The Baptist missionaries accused of human trafficking for trying to remove 33 children from Haiti insist they were trying to help. But the BBC finds that some missionaries in Haiti are motivated by Pat Robertson's warning that it's Satan's haven.

The BBC's Tom Hagler looked into For His Glory Adoption Outreach, a Texas-based Christian ministry that runs an orphanage in Haiti. A glance at the group's web site — and keep in mind, these people have roughly 130 Haitian children under their care — finds that they believe they face an "enemy onslaught as this is a country that is yearly dedicated to Satan in a contractual form," and that Haiti is mired in "worship of the dark."

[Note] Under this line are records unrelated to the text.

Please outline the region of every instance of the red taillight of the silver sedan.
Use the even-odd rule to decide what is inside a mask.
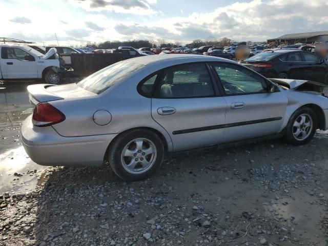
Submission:
[[[47,127],[65,120],[65,115],[48,103],[36,105],[32,122],[36,127]]]

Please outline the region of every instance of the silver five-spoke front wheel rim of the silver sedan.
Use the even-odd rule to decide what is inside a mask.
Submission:
[[[301,114],[298,116],[293,125],[293,135],[296,140],[304,140],[308,138],[312,132],[313,120],[309,114]]]

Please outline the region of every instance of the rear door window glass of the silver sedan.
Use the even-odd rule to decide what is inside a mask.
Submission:
[[[213,96],[214,90],[205,64],[187,64],[163,71],[158,83],[162,98]]]

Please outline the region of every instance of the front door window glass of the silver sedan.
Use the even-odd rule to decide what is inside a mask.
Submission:
[[[212,64],[227,95],[268,92],[264,78],[234,64]]]

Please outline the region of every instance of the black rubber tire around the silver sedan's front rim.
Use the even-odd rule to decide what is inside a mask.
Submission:
[[[301,115],[304,115],[304,114],[311,116],[312,121],[313,121],[312,129],[311,129],[311,131],[309,130],[309,135],[306,136],[306,138],[296,139],[296,137],[294,136],[294,132],[296,132],[297,128],[294,127],[294,123]],[[317,119],[316,113],[311,108],[308,108],[308,107],[300,108],[292,114],[290,120],[288,121],[288,124],[285,128],[285,132],[283,135],[283,140],[286,143],[292,144],[292,145],[307,144],[309,141],[311,141],[311,139],[313,138],[313,135],[316,133],[317,126],[318,126],[318,119]]]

In a bracing interview that only a subdued and indignant Brit could pull off (you can listen above), Hagler asked For His Glory's president Kim Harmon about Haiti's annual re-upping of its contract with the Evil One. She professed ignorance of the claims on her web site, but said that Haiti's Satanist past is general knowledge: "That's like looking it up in the encyclopedia — we didn't write that, it's just publicly known throughout the world. That's what the information that we've got on the world...."

Harmon claims in the interview to disagree with Robertson's assessment that the earthquake was God's judgment on the Satan-loving people of Haiti. But then she drops this nugget: "We have had children come into our orphanage who have had attempts to have voodoo sacrifice done on them."

To which an incredulous Hagler replies: "Really? They told you that, did they?"

For His Glory has no relationship to the missionaries currently detained in Haiti, but it's clear from Harmon's responses that Robertson's bizarre beliefs have some traction even among those Christians most moved to "help" the children of Haiti. And Harmon is no freakish nutcase: She succeeded, according to this Texas television station, in getting Sen. John Cornyn (R-Texas) to write a letter to Secretary of State Hillary Clinton urging her to "develop a coordinated exit strategy that guarantees the safety and timely removal of these Haitian orphans and delivery to their adoptive families in the U.S."

Of course, even if Christian extremists are feeding, sheltering, and clothing Haitian orphans for insane reasons like saving from them from Satan—who lives in Haiti!—it can't be denied that feeding, sheltering, and clothing Haitian orphans is a good thing. The trouble comes when those people are motivated to view kids as "orphans" even if they have relatives in Haiti willing to care for them because they want to get them off the Devil's Island and into God's Country.